On hardware that differs from two's complement the result will be different. The -1integer constant would be converted to an unsigned charof all ones, because the standard is specific on how the conversion has to be performed. However, a region of bytes with all their bits set to 1would be interpreted as integral values in accordance with the rules of the platform. For example, on sign-and-magnitude hardware all elements of your array would contain the smallest negative value of the corresponding type.
在不同于二进制补码的硬件上,结果会有所不同。的-1整数常数将被转换成一个unsigned char全部为,因为标准是特定的转换必须如何进行。但是,1根据平台规则,所有位都设置为 的字节区域将被解释为整数值。例如,在符号和大小硬件上,数组的所有元素都将包含相应类型的最小负值。
回答by Minhas Kamal
When all bits of a number are 0, its value is also 0. However, if all bits are 1the value is -1.

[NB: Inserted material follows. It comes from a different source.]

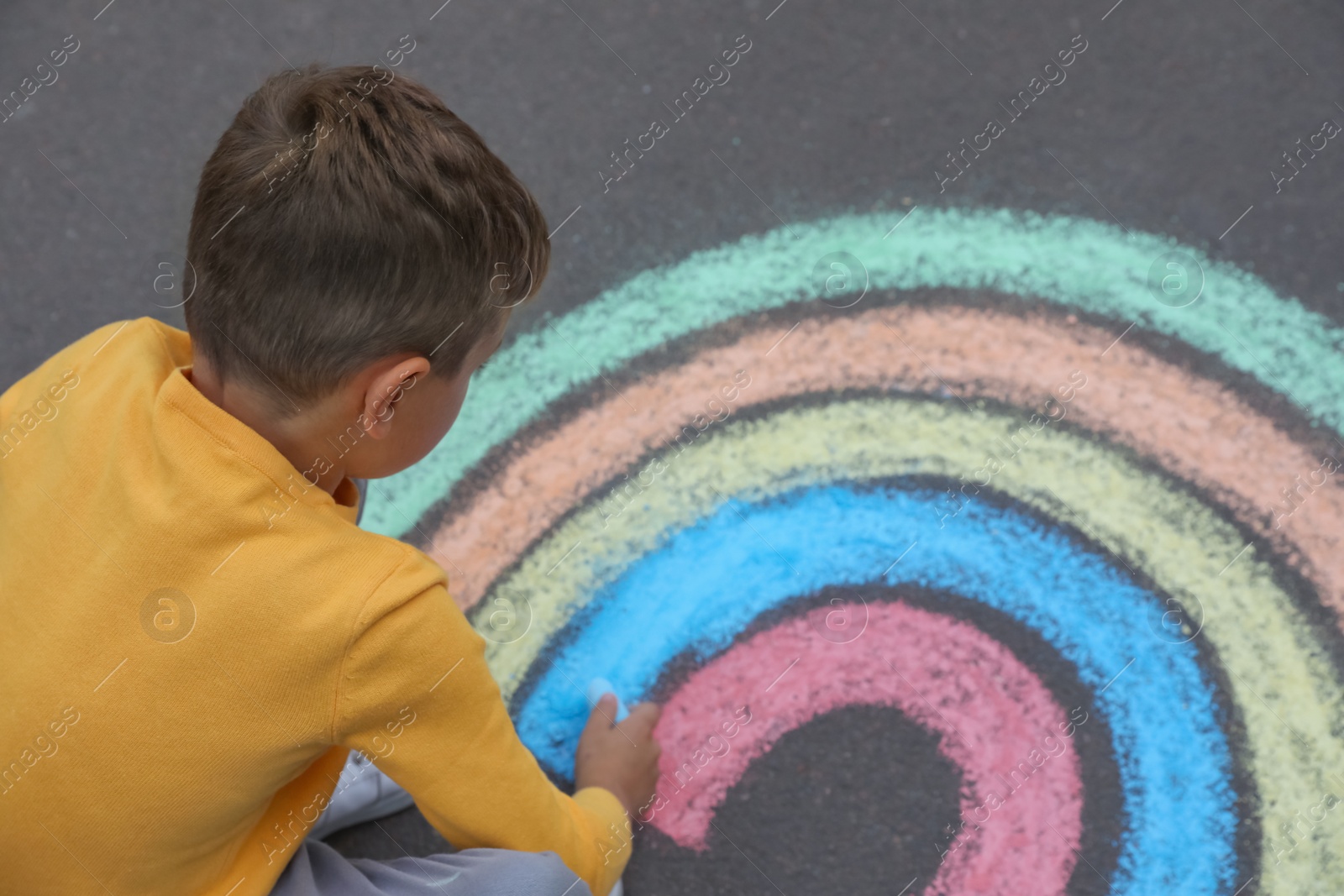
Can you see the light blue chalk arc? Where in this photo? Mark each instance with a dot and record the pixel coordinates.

当一个数的所有位都为 时0,其值也为0。但是,如果所有位1值是-1。
When we write int a[2], 4x2bytes of memory is allocated which contains random/garbage bits-
当我们写入时int a[2],分配了4x2字节的内存,其中包含随机/垃圾位-
00110000 00100101 11100011 11110010 11110101 10001001 00111000 00010001
Then we write memset(a, 0, sizeof(a)). Now, memset()does not distinguish between int& char. It works byte by byte. And one byte representation of 0is 00000000. So, we get-
然后我们写memset(a, 0, sizeof(a))。现在,memset()不区分int& char。它逐字节工作。0 的一字节表示是00000000. 所以,我们得到——
00000000 00000000 00000000 00000000 00000000 00000000 00000000 00000000
Therefore, both a[0]and a[1]are initialized with 0.
因此,a[0]和a[1]都初始化为0。
Now, lets see memset(a, -1, sizeof(a)): One byte for -1is 11111111. And, we get-
现在,让我们看看memset(a, -1, sizeof(a)):-1 的一个字节是11111111. 而且,我们得到-
11111111 11111111 11111111 11111111 11111111 11111111 11111111 11111111
Here, both a[0]and a[1]will have the value -1.
在这里,a[0]和a[1]都将具有值-1。
However, for memset(a, 1, sizeof(a)): 1in a byte is 00000001-
但是,对于memset(a, 1, sizeof(a)):一个字节中的1是00000001-
00000001 00000001 00000001 00000001 00000001 00000001 00000001 00000001
So, the value will be- 16843009.
因此,该值将是- 16843009。